JAX allows you to access the gradient of the likelihood function with respect to the parameters of the model through automatic differentiation. Having access to the gradient allows the use of gradient-based local sampler such as Metropolis-adjusted Langevin algorithm (MALA) and Hamiltonian Monte Carlo (HMC). These algorithms allow the sampler to handle high dimensional problems, and is often more efficient than the gradient-free local sampler such as Metropolis-Hastings.
JAX uses XLA to compile your code not only into machine code but also in a way that is more optimized for accelerators such as GPUs and TPUs. Having multiple MCMC chains helps speed up the training of the normalizing flow. Accelerators such as GPUs and TPUs provide parallel computing solutions that are more scalable compared to CPUs.

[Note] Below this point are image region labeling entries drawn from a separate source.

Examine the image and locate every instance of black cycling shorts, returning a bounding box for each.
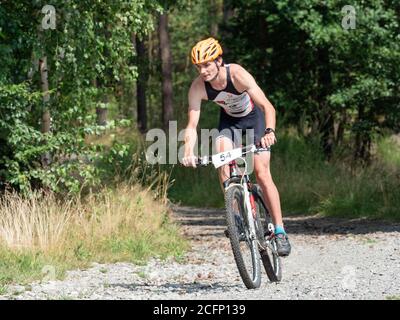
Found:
[217,105,265,147]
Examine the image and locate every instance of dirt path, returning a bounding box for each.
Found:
[3,206,400,300]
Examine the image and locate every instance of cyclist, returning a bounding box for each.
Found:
[182,38,291,256]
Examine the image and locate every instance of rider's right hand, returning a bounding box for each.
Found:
[182,154,197,168]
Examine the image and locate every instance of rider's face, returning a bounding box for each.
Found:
[196,61,218,81]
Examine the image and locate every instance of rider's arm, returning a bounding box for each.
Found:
[232,65,276,145]
[183,79,204,166]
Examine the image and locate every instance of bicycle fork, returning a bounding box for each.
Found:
[242,183,257,240]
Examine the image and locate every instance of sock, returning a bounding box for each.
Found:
[275,225,286,234]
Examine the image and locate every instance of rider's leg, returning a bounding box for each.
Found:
[254,152,283,227]
[215,136,233,193]
[254,152,291,256]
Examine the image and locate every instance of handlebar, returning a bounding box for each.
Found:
[195,144,271,167]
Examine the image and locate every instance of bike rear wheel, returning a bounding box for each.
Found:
[252,184,282,282]
[225,185,261,289]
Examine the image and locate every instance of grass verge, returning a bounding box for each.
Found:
[0,184,187,293]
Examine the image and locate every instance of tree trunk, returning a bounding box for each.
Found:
[96,94,108,126]
[158,13,173,130]
[39,57,51,167]
[136,37,148,133]
[223,0,234,25]
[209,0,220,37]
[318,48,335,159]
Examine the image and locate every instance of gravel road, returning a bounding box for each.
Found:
[0,206,400,300]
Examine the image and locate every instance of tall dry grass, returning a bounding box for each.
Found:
[0,192,75,251]
[0,184,187,286]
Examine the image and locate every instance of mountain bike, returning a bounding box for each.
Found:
[197,144,282,289]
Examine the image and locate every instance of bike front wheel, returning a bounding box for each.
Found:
[225,185,261,289]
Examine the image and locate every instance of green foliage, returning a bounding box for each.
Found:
[225,0,400,158]
[0,0,161,192]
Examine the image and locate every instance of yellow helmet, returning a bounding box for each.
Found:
[192,38,222,64]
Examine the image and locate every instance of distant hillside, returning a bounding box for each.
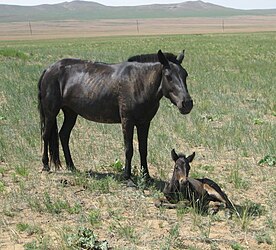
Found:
[0,1,276,22]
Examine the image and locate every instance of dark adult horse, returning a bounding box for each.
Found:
[38,50,193,179]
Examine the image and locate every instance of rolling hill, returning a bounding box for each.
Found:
[0,1,276,23]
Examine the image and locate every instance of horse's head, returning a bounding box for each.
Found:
[171,149,195,188]
[158,50,193,114]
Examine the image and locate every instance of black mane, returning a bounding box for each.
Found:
[127,53,180,65]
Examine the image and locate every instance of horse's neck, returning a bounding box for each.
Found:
[188,177,206,196]
[136,63,163,101]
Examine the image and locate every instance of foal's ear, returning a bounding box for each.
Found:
[171,149,179,161]
[187,152,195,162]
[157,49,171,69]
[176,49,185,64]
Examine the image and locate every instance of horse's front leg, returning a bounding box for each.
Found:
[136,122,151,181]
[122,119,134,180]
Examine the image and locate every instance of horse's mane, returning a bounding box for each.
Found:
[127,53,180,65]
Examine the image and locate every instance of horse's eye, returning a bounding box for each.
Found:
[166,74,172,82]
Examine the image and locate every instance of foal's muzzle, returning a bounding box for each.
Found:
[179,100,193,115]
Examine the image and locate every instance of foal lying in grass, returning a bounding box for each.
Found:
[156,149,235,213]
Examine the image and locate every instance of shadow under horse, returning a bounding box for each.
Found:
[38,50,193,182]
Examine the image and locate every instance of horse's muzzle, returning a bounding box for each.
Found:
[179,100,193,115]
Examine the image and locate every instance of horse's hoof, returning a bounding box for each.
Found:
[126,179,137,188]
[67,166,79,173]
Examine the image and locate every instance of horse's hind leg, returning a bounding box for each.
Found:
[136,122,151,181]
[59,109,78,171]
[42,118,55,171]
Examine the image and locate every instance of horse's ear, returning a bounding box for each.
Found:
[187,152,195,162]
[171,149,179,161]
[157,49,170,69]
[176,49,185,64]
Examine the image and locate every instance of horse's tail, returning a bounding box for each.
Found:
[37,69,46,140]
[38,70,61,169]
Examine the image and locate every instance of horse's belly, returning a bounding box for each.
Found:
[66,99,121,123]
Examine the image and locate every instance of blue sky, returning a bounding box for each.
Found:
[0,0,276,9]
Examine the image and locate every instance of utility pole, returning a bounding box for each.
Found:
[29,20,33,35]
[136,20,139,34]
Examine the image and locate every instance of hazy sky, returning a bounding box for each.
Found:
[0,0,276,9]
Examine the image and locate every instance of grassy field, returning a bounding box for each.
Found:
[0,32,276,250]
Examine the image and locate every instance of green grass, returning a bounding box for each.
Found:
[0,33,276,249]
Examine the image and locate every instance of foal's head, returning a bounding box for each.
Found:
[171,149,195,187]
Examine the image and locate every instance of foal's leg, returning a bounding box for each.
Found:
[122,119,134,180]
[59,109,78,171]
[136,122,151,180]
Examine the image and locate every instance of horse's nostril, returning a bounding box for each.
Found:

Being able to run many chains in parallel helps training the normalizing flow model.

2. Start the chains wisely¤

For the global sampler to be effective, the normalizing flow needs to learn where there is mass in the target distribution. Once the flow overlaps with the target, non-local jumps will start to be accepted and the MCMC chains will mix quickly.

As the flow learns from the chains, starting the chains in regions of interest will speed up the convergence of the algorithm. If these regions are not known, a good rule of thumb is to start from random draws from the prior provided the prior is spread enough to cover high density regions of the posterior.